LLaDA
📄 Paper: Large Language Diffusion Models | 💻 Code: github.com/ML-GSAI/LLaDA
Resources and examples for training (finetuning & pretraining) and evaluating diffusion language models LLaDA.
Table of Contents
Setup
Important
Slurm users: Update
scripts/train.slurm.shandmkdir logps: see (optional) Slurm setup for details.MoE checkpoints: For models like
LLaDA-MoE-7B-A1B-Base, set"model_type"to"lladamoe"in the checkpoint’sconfig.json:- "model_type": "llada", + "model_type": "lladamoe",
Files overview
# tools relevant with LLaDA
dllm/pipelines/llada
├── __init__.py # Package initialization
├── models/
│ ├── configuration_lladamoe.py # LLaDA-MoE model configuration
│ ├── configuration_llada.py # LLaDA model configuration
│ ├── modeling_lladamoe.py # LLaDA-MoE model architecture
│ └── modeling_llada.py # LLaDA model architecture
├── generator.py # Inference logic
└── trainer.py # Training logic (pretraining and finetuning)

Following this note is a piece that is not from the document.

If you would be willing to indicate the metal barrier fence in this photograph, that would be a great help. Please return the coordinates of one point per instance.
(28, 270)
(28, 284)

# example entry points for training / inference / evaluation
examples/llada
├── chat.py # Interactive inference example
├── eval.sh # Automatic evaluation script
├── generate.py # Inference example
├── pt.py # Pretraining example
├── README.md # Documentation (you are here)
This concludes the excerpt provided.